На верхней ступеньке стоял бледный, запыхавшийся Фриц. В одной руке он держал факел, а другой продолжал машинально дергать шнурок звонка, с нетерпением ожидая появления хозяина.
При виде Бальзамо он сначала удовлетворенно вскрикнул, потом из груди его снова вырвался крик, на сей раз – удивленный и испуганный.
Не понимая причину испуга Фрица, Бальзамо взглянул на него вопросительно.
Фриц ничего не ответил, однако позволил себе, несмотря на глубокую почтительность, взять хозяина за руку и подвести его к огромному венецианскому зеркалу, украшавшему полку камина, через который можно было проникнуть в комнату Лоренцы.

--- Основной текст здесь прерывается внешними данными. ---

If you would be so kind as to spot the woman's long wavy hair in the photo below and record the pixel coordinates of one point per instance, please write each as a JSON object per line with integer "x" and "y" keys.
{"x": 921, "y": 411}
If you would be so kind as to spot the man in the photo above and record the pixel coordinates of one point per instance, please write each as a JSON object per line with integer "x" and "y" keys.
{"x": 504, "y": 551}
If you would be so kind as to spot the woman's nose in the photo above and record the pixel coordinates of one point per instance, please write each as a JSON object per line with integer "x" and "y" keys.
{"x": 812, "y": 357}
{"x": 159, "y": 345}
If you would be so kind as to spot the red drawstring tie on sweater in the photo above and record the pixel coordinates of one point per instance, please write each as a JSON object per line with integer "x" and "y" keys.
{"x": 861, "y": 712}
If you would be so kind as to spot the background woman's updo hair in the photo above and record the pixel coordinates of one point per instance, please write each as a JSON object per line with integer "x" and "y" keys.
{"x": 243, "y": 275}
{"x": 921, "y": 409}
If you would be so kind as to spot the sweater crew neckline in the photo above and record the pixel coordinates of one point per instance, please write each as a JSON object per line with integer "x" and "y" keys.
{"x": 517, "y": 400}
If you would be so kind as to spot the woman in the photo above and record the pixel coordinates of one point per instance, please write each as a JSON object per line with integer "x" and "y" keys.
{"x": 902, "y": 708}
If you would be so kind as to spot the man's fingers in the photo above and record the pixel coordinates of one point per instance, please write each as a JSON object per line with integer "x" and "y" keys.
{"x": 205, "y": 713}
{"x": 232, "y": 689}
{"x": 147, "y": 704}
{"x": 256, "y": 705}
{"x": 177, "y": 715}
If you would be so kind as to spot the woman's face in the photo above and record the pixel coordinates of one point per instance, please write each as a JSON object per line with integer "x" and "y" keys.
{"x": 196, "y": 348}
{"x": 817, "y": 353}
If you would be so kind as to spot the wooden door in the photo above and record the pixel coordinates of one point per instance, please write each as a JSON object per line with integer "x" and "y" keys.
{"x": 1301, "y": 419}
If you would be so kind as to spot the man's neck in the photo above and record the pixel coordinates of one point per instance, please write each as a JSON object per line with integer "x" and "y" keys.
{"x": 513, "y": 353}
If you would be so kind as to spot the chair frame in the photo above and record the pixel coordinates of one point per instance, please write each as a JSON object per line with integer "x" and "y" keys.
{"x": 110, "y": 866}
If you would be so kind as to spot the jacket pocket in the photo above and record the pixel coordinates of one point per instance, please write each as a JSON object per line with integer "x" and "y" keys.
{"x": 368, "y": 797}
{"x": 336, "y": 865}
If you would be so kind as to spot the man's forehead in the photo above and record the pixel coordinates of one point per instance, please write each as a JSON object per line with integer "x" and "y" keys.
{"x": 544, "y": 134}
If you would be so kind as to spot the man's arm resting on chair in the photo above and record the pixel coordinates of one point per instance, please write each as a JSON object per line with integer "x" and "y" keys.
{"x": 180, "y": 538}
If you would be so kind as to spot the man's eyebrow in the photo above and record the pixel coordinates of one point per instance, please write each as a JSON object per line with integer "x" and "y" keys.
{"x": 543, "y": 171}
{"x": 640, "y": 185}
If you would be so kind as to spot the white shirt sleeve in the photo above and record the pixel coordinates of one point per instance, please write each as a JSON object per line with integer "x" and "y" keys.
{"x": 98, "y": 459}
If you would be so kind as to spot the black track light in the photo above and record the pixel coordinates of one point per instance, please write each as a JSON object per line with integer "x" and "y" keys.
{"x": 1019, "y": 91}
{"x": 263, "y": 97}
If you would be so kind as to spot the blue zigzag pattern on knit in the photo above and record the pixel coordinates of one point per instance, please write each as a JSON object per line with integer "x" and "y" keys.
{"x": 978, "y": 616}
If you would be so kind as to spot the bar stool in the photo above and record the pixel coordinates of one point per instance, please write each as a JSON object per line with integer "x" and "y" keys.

– Взгляните, ваше превосходительство! – сказал он, указывая Бальзамо на его собственное отражение.
Бальзамо содрогнулся.
Затем по лицу его пробежала горькая усмешка, свойственная глубоко страдающим или неизлечимо больным людям.
Теперь он понимал, что в его облике так напугало Фрица. За один час Бальзамо состарился лет на двадцать: глаза утратили блеск, исчез румянец; черты лица застыли, взгляд стал безучастным, на губах запеклась кровь, огромное кровавое пятно растеклось по белоснежной когда-то батистовой рубашке.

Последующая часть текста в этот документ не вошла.